Lorsqu'après l'incendie, j'ai réalisé que j'étais désormais livrée à moi-même, je me consolais en pensant qu'il y avait des gens dans le monde qui vivaient pire que moi.
Je songeais au fait que je n'avais pas le monopole de la souffrance et qu'à l'heure où je versais des larmes pour ma vie, des millions d'autres enfants en faisant sûrement de même.
Et ça me rassurait. Ça a beau paraître glauque, ça me faisait du bien de savoir que je n'étais pas la seule.

La mort de papa a été la pire expérience que j'ai vécu de ma vie. Et tout de suite après sa mise en terre, je me suis retrouvée enfermée dans cercle vicieux, un monde où tous me condamnaient, me jugeaint.
Je n'étais plus personne, hormis l'ombre de moi-même.

Malgré tout, j'essayais de faire volte-face et ignorer les commentaires désobligeants de Tata Arlines contre ma personne.
J'essayais de garder mon sang-froid lorsqu'elle me traînait plus bas que terre, tant par ses coups, ses insultes que ses regards dédaigneux.
J'essayais, mais aujourd'hui je ne peux plus.

Accroupie devant de désastre qui a eu lieu il y a quelques heures, je ne parviens plus à retenir mes larmes.
Je ne méritais pas ça !

Qu'ai-je fait de si grave ? Il était à peine 19 heures et elle sait aussi bien que moi qu'elle permet à Nik de rentrer bien plus tard que ça.
Elle n'a même pas pris le temps de me questionner et attendre mes explications.
Non, tout ce qui l'intéresse c'est que je suive à la lettre ses fichues règles et ordres, sans jamais me plaindre.

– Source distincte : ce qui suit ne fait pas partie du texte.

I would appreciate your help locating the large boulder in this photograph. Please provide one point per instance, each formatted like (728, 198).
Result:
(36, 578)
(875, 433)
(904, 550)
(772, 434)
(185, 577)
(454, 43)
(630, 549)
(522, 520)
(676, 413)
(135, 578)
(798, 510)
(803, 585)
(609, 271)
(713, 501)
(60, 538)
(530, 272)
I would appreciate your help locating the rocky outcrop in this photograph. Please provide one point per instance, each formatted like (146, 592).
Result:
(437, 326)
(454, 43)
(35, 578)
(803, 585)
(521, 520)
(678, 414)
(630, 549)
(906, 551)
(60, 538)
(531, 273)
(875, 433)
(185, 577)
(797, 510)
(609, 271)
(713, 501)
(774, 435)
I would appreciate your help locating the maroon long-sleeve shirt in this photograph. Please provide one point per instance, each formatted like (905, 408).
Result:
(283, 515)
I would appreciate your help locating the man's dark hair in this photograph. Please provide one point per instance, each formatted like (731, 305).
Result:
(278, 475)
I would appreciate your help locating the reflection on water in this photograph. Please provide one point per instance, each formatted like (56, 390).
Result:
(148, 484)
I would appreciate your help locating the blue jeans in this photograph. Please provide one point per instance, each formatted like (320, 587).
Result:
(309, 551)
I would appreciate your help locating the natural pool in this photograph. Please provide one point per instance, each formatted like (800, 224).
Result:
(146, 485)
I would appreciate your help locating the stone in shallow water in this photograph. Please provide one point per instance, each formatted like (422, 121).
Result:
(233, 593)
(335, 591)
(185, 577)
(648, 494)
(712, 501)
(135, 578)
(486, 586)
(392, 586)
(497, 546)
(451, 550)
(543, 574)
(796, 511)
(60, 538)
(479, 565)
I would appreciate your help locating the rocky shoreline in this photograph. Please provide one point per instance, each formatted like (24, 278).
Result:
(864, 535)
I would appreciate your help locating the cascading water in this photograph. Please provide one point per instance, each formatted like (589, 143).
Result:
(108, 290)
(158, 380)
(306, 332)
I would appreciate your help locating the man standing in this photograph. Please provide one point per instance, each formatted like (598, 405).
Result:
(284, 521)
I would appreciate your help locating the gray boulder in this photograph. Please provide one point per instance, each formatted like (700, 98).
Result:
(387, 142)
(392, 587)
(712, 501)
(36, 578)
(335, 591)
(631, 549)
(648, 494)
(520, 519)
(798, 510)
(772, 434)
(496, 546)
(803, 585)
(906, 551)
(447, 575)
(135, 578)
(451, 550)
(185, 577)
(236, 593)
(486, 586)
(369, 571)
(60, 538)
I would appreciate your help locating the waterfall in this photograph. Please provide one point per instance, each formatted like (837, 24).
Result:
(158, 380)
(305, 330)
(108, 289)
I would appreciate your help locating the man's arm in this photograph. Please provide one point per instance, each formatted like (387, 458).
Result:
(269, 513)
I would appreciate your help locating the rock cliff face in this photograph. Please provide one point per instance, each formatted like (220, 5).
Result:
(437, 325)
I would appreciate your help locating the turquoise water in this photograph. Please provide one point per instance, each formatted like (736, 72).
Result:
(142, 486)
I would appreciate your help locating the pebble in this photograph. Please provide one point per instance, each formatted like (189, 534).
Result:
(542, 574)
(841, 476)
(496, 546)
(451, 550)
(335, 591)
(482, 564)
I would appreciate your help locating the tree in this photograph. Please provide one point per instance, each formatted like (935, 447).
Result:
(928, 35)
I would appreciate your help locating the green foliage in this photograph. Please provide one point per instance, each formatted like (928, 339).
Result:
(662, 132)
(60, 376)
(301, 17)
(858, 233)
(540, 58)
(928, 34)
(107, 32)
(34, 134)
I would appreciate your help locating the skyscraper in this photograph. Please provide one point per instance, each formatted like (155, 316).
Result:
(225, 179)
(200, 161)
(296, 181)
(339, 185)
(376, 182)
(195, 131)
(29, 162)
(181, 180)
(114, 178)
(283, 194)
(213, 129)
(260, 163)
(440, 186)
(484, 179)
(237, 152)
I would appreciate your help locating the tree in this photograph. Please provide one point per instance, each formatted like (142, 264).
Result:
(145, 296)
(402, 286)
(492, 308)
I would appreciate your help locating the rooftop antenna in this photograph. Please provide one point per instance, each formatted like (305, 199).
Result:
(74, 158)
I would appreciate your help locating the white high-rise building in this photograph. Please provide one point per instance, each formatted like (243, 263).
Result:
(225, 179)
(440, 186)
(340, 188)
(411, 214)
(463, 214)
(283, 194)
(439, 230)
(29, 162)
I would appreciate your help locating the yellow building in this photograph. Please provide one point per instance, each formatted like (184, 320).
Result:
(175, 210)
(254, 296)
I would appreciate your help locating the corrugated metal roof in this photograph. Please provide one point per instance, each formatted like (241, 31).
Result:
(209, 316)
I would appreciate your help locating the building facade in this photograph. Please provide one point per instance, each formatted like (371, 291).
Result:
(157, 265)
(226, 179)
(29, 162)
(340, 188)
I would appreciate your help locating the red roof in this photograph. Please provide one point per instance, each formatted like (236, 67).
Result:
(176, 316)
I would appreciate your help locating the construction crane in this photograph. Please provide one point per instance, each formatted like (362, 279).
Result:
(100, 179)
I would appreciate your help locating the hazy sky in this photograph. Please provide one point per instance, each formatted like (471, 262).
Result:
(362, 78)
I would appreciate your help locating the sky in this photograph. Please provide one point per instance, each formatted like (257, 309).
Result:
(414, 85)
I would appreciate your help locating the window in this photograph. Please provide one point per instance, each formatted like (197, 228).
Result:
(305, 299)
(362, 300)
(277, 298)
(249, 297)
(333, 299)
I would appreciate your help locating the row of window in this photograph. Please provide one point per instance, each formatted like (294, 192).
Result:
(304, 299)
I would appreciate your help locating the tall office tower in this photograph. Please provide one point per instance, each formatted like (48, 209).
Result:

Dieu sait que j'ai essayé.
J'ai essayé d'être la fille la plus obéissante et gentille pour elle. Je pensais que, de la sorte, elle me laisserait enfin tranquille.
Mais je me rends compte que dans sa tête ça ne marche pas comme ça.
Je réalise que tout ce qu'elle désire c'est avoir le total contrôle sur ma personne, sentir que je suis beaucoup beaucoup moins qu'elle et sa fille.
Elle veut faire de moi une moins que rien.
Et je n'en peux plus, j'arrive à saturation.

Une fois le nettoyage terminé, je passe à l'eau tous les chiffons dont je me suis servie et les débarrasse de tout ce sang, avant de me faufiler doucement vers ma chambre et jetter un coup d'œil à l'horloge : 4h56
Il est quasiment 5 heures du matin, à quoi bon me recoucher ?

Je pars dans la salle de bain et me mets devant le miroir, qui me renvoie l'image d'un visage plein de bleus.
Comment vais-je bien pouvoir cacher ça ?

En dépit de mes côtes endolories, je file prendre ma douche et m'habille d'un jeans noir au dessus duquel j'enfile un débardeur puis un simple sweatshirt bleu foncé. J'attache mes cheveux à la va-vite et recouvre ma tête de ma capuche avant de retourner dans ma chambre.

Assise près de la fenêtre, je contemple l'horizon.
Le bleu sombre de la nuit laisse peu à peu place à un bleu plus clair, tandis que la petite faune citadine près de chez moi se réveille enfin.
Je regarde tout ça et ne remarque que plus tard qu'il est temps pour moi d'y aller.

Sans un mot pour qui que ce soit, je claque la porte d'entrée et marche en direction de l'arrêt de bus.
Pendant tout le trajet, je me masse le ventre et serre les dents pour supporter la douleur.
Mon estomac me brûle.
De temps en temps ma vue se brouille, et je présume que c'est un des effets secondaires de la baston que j'ai reçu hier.

Une fois à destination, je rends mon billet et descends, marchant d'un pas rapide vers le terrain de sport à l'arrière de la cour.

Le peu d'élèves présents à cette heure-ci me suivent du regard, alors que je me fais violence pour ne pas trébucher.
Je vous le dis, vous n'avez pas intérêt à me chauffer aujourd'hui.

J'atteints enfin mon fameux banc et m'y écrase, m'octroyant enfin de droit de gémir de douleur.
Je lève le bas de mon pull jusqu'en dessous de ma poitrine et effleure les énormes tâches rouges qui s'y trouvent, me questionnant sur leur soudaine apparition.
Je suis certaine qu'elles n'étaient pas là tout à l'heure.

Je suis toujours dans mes pensées lorsqu'une main se pose sur mon épaule.
Je sursaute.

-Oups ! __un rire s'échappe de la gorge de cet(te) intru(e)__ Désolée, tu m'avais demandé d'arrêter.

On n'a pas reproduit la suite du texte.